These Asian economies are struggling
The longer the trade war continues, the more dangerous the situation becomes for the growth of the world economy. China and the United States will be able to digest this, but other Asian countries may have a harder time. Japan, South Korea and Taiwan are highly dependent on exports and will be most affected by continuing trade war.
The growth of the world economy is not helped by the continuing trade war between the United States of America and China. Although American President Donald Trump wants to make it difficult for China, it is the other Asian countries that are most affected by this.
Less export
Countries such as Japan, South Korea and Taiwan are closely related to the Chinese economy and are highly dependent on the economic situation. These countries export a lot to China to supply consumers and businesses. So if the economy in China runs less smoothly, there is less demand for goods and services and therefore less export for these countries.
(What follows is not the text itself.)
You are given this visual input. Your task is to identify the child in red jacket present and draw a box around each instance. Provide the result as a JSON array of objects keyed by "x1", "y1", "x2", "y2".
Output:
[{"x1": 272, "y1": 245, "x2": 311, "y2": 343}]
"They depend very highly on trade linkages with China, and (are) very tightly tied in to both domestic demand in China and in terms of the broader supply chains. So they're very, very highly exposed."
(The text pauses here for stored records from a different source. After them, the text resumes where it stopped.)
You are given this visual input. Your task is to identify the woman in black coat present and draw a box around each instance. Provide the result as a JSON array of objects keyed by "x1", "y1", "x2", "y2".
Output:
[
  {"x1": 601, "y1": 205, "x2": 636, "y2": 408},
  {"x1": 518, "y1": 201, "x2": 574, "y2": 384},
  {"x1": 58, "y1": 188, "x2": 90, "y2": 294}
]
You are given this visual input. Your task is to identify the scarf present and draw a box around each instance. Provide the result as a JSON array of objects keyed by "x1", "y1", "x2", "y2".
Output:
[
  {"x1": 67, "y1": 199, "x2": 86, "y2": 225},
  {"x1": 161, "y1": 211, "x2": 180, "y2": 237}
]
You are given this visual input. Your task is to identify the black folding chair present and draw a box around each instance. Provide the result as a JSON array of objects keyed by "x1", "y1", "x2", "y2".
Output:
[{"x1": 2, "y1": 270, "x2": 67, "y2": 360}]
Steve Cochrane, economist at Moody’s Analytics, emphasizes that Japan, South Korea and Taiwan are equally hard hit by the United States. They therefore also benefit from the fact that the conflict between the USA and China is resolved as quickly as possible in view of their "exposure".
This is also clearly visible on the stock exchanges, the indices in the countries concerned are among the largest "losers" in Asia. On the other hand, as soon as a new trade agreement is reached, the indices of these countries will recover strongly to higher regions.
We do not have a clear picture. With Donald Trump it is always unclear which direction we are heading. The meeting at the G20 summit at the end of this month may create a little more clarity, but with Trump you are of course never sure.